Index: 0 1 2 3 4 5 6
Value: *3 *2 *5 *4 *1 *1 *D
D is data that was being pointed to before the loop began. In this example, the cycle is 1, 2, 5 and it repeats infinitely, but indices 0, 3, and 4 are not part of the cycle.
This is an instance of the cycle-detection problem. An elegant O(n) time O(1) space solution was discovered by Robert W. Floyd in 1960; it's commonly known as the "Tortoise and Hare" algorithm because it consists of traversing the sequence with two pointers, one moving twice as fast as the other.
The idea is simple: the cycle must have a loop with length k, for some k. At each iteration, the hare moves two steps and the tortoise moves one, so the distance between them is one greater than it was in the previous iteration. Every k iterations, therefore, they are a multiple of k steps apart from each other, and once they are both in the cycle (which will happen once the tortoise arrives), if they are a multiple of k steps apart, they both point at the same element.
If all you need to know is the length of the cycle, you wait for the hare and the tortoise to reach the same spot; then you step along the cycle, counting steps until you get back to the same spot again. In the worst case, the total number of steps will be the length of the tail plus twice the length of the cycle, which must be less than twice the number of elements.
Note: The second paragraph was edited to possibly make the idea "more obvious", whatever that might mean. A formal proof is easy and so is an implementation, so I provided neither.
Make a directed graph of the elements in the array where a node points to another node if the element of the node points to the element of the node its pointing to and for each node. keep track of the indegree of the node(number of pointers pointing to it.) While making your graph, if there is a node with indegree == 2, then that node is part of an infinite cycle.
The above fails if the first element is included in the infinite cycle, so before the algorithm starts, add 1 indegree to the first element to resolve this.
The array becomes, as you describe it, a graph (more properly a forrest) where each vertex has out-degree of exactly one. The components of such a graph can only consist of chains that each possibly end in a single loop. That is, each component is either shaped like an O or like a 6. (I am assuming no pointers are null, but this is easy to deal with. You end up with 1-shaped components with no cycles at all.)
You can trace all these components by "visiting" and keeping track of where you've been with a "visited" hash or flags array.
Here's an algorithm.
Edit It just DFS of a forrest simplified for the case of one child per node, which eliminates the need for a stack (or recursion) because backtracking is not needed.
Let A[0..N-1] be the array of pointers.
Let V[0..N-1] be an array of boolean "visited" flags, initially false.
Let C[0..N-1] be an array if integer counts, initially zero.
Let S[0..N-1] be an array of "step counts" for each component trace.
longest = 0 // length of longest cycle
for i in 0..N-1, increment C[j] if A[i] points to A[j]

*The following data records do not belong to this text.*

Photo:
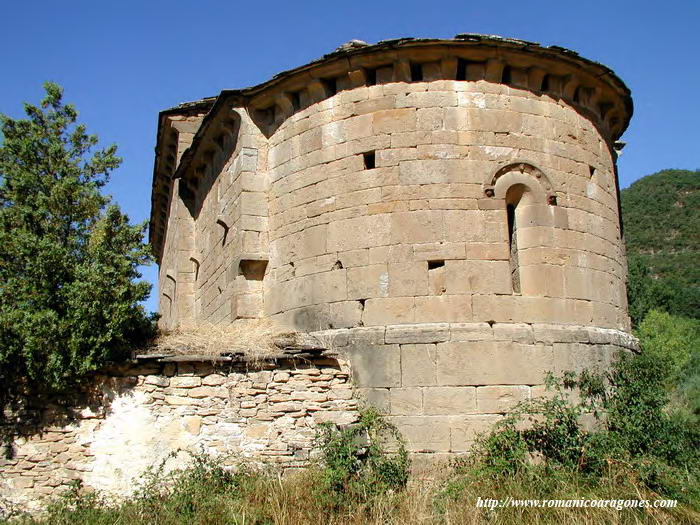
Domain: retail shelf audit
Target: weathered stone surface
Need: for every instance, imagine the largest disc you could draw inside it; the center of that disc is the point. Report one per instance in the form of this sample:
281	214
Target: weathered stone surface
422	333
449	400
500	399
375	365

for each k such that C[k] = 0
// No "in edges", so must be the start of a 6-shaped component
s = 0
while V[k] is false
V[k] = true
S[k] = s
s = s + 1
k index of the array location that A[k] points to
end
// Loop found. Length is s - S[k]
longest = max(longest, s - S[k])
end
// Rest of loops must be of the O variety
while there exists V[k] false
Let k be such that V[k] is false.
s = 0
while V[k] is false
V[k] = true
s = s + 1
k index of the array location that A[k] points to
end
// Found loop of length s
longest = max(longest, s)
end
Space and execution time are both proportional to size of the input array A. You can get rid of the S array if you're willing to trace 6-shaped components twice.
Addition I fully agree that if it's not necessary to find the cycle of maximum size, then the ancient "two pointer" algorithm for finding cycles in a linked list is superior, since it requires only constant space.